5. Anche se l’applicazione delle deroghe procedurali previste dal “Regolamento crisi” può avvenire solo in circostanze “eccezionali” (art.1 Reg.) la nozione di strumentalizzazione da parte di un paese terzo o di un attore non statale rimane pericolosamente vaga e autorizza lo Stato che invoca l’esistenza di una situazione di strumentalizzazione a ridurre drasticamente le garanzie di esame delle domande di asilo e ad applicare misure generalizzate di detenzione anche senza che vi siano, a fondamento di tali decisioni, una situazione di reale e comprovata difficoltà nella gestione del sistema di asilo del paese membro coinvolto.
6. Le procedure con le quali, in base al nuovo Regolamento Screening, verranno raccolte le informazioni sui cittadini stranieri, sulla loro intenzione di chiedere protezione internazionale e sulla loro vulnerabilità destano seria preoccupazione perché sono modellate su un approccio di tipo inquisitorio senza che sia prevista sempre una figura indipendente di tutela dello straniero (la presenza di associazioni ed enti terzi è fortemente limitata e controllata).
L’esito delle procedure di screening, raccolte in un semplice modulo producono esiti che hanno uni rilevantissimo impatto sulla vita delle persone, tra cui il possibile immediato avvio a una procedura di allontanamento. Anche se la norma precisa in modo alquanto vago che le informazioni acquisite nel corso dello screening devono “poter essere riesaminate in sede amministrativa e giudiziaria nel corso di qualsiasi procedura di asilo o di rimpatrio” (art.13) il modulo in sè, come osserva ECRE, “non è una decisione e non può quindi essere impugnato”.

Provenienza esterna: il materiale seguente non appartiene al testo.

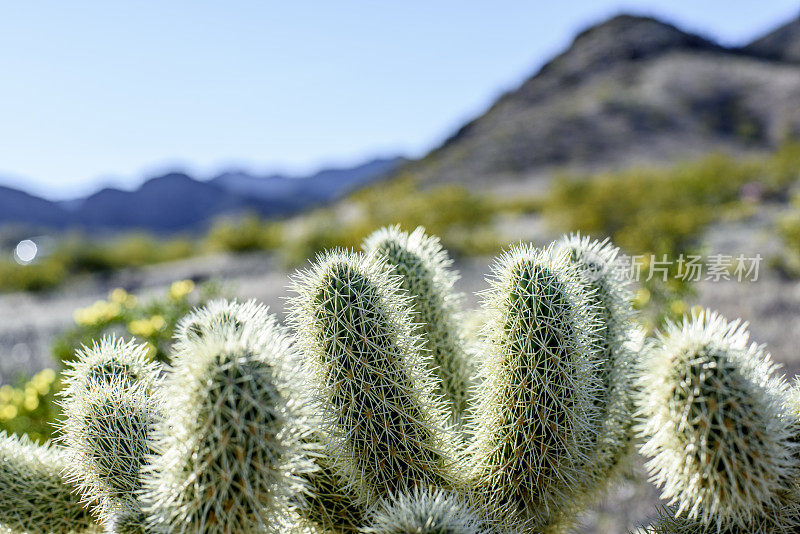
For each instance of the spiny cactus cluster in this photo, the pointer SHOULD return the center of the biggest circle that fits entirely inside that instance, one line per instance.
(720, 429)
(374, 412)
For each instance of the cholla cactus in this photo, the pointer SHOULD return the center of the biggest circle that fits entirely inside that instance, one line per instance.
(595, 261)
(345, 428)
(231, 453)
(128, 522)
(112, 360)
(715, 425)
(35, 496)
(331, 506)
(426, 274)
(108, 432)
(110, 409)
(536, 420)
(385, 425)
(425, 511)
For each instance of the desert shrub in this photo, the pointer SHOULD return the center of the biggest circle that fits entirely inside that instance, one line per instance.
(246, 234)
(664, 210)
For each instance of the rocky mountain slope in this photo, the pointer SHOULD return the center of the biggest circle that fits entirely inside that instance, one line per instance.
(630, 90)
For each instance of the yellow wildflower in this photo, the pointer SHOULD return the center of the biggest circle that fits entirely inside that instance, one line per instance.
(8, 411)
(678, 307)
(180, 289)
(141, 327)
(642, 297)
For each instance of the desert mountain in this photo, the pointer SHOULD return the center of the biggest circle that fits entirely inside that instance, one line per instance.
(176, 201)
(630, 90)
(783, 44)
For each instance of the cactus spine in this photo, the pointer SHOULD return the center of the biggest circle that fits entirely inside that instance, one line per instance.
(331, 506)
(536, 420)
(231, 453)
(426, 274)
(595, 261)
(110, 410)
(35, 496)
(425, 511)
(385, 425)
(112, 360)
(716, 431)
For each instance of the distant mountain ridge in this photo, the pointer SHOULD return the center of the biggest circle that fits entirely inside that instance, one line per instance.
(629, 90)
(175, 201)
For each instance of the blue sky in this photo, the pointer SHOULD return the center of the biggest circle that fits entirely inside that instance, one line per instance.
(95, 93)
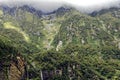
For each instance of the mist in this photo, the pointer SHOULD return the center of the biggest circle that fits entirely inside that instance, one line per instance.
(51, 5)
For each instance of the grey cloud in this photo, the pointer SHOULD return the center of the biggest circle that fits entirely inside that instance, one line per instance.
(51, 5)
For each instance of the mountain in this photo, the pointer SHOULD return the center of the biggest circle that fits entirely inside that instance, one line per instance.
(63, 44)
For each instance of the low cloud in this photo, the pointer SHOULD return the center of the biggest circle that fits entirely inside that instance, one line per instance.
(51, 5)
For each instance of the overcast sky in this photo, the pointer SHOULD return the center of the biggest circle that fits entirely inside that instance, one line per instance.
(50, 5)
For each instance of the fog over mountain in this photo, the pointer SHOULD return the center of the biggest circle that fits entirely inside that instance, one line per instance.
(51, 5)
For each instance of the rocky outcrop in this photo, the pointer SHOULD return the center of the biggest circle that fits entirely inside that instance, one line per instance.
(14, 71)
(17, 69)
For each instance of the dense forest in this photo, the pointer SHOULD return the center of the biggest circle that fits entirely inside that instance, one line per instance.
(63, 45)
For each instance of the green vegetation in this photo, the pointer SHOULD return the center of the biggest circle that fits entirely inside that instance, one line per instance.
(88, 47)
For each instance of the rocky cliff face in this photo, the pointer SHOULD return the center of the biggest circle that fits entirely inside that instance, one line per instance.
(14, 71)
(17, 69)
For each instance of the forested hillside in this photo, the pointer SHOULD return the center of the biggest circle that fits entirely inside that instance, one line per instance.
(62, 45)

Se è positivo che siano state introdotte delle misure di solidarietà e di condivisione delle responsabilità tra gli Stati con il nuovo regolamento RAMM, che resta tuttavia insufficiente e critico sul concetto di “primo ingresso”, la dura risposta repressiva e restrittiva dei regolamenti Procedure Screening e Crisi, tenderà gravemente a normalizzare l’uso arbitrario della detenzione e l’utilizzo sistematico di procedure “sommarie” per consentire i respingimenti verso i cosiddetti “Paesi terzi sicuri”.
Alla luce di questi aspetti critici, i sottoscritti invitano gli eurodeputati a votare contro l’adozione del Patto. Qualsiasi riforma della politica di asilo e migrazione deve mettere al centro le persone ed essere guidata dai valori europei di dignità umana, solidarietà e libertà.
Dobbiamo convogliare le risorse e gli sforzi dell’UE per creare un sistema di asilo e accoglienza equo ed efficace, un meccanismo funzionante di solidarietà e condivisione delle responsabilità e percorsi legali e sicuri per le persone in cerca di protezione.
Ad aprile, durante la votazione finale, gli eurodeputati avranno l’ultima possibilità di respingere la proposta e dare un segnale politico contro l’adozione di un Patto che minerebbe il diritto di asilo e tradirebbe i valori su cui si fonda l’UE. La vostra scelta può fare la differenza.